The company is the brainchild of New Jersey denizen Bunim Laskin, who came up with the inventive concept one hot day in 2017 during his college summer break when he noticed that a neighbor’s pool was sitting largely unused. The then 19-year-old approached the owner with a proposition – he’d perform routine maintenance on the pool in exchange for being allowed to swim there regularly with his family. It wasn’t long before more neighbors joined in on the plan and Swimply was born, with wanna-be waders initially connecting with pool owners via a rudimentary website Laskin built using his bar mitzvah money. To secure listings, he explained to The New Yorker, “I went on Google Earth and searched eighty pools nearby. I knocked on eighty doors. I got seventy-six slammed doors. And we started with our first four pools.” That number quickly grew and within a few months, the intrepid teen had dropped out of college to work full-time on the business, eventually launching the Swimply app with business partner Asher Weinberger.

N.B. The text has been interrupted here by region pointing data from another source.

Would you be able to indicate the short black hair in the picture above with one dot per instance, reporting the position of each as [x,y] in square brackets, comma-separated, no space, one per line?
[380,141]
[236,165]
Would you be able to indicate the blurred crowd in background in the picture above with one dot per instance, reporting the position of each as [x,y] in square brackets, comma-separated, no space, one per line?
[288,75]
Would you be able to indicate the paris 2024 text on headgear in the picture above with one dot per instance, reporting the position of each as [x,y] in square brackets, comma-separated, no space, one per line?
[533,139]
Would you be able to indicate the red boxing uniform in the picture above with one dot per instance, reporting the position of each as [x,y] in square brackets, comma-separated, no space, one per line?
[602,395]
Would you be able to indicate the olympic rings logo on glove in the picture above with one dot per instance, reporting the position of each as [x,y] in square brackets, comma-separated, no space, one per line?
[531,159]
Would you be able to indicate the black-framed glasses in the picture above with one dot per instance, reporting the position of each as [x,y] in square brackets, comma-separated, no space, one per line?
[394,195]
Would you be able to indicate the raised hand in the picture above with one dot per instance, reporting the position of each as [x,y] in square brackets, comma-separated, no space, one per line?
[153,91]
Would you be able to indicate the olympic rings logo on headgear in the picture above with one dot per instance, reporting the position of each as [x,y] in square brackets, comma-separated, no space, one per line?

Operating like an Airbnb for pools, The Sydney Morning Herald explains the Swimply process as such, “Hosts set the price, list amenities and outline provisos, such as the number of swimmers allowed and whether there’s access to the house (to use the loo, for example). Swimply takes 15 percent of the rental fee as commission and teams up with pool companies to do inspections for safety and hygiene.”

The pandemic proved a boon to the company’s growth as those sheltering at home in crowded cities sought outdoor spaces that allowed for socially distant recreation. By 2021, according to TechCrunch, the app had garnered $10 million in Series A investments and was “operating in a total of 125 U.S. markets, two markets in Canada and five markets in Australia.”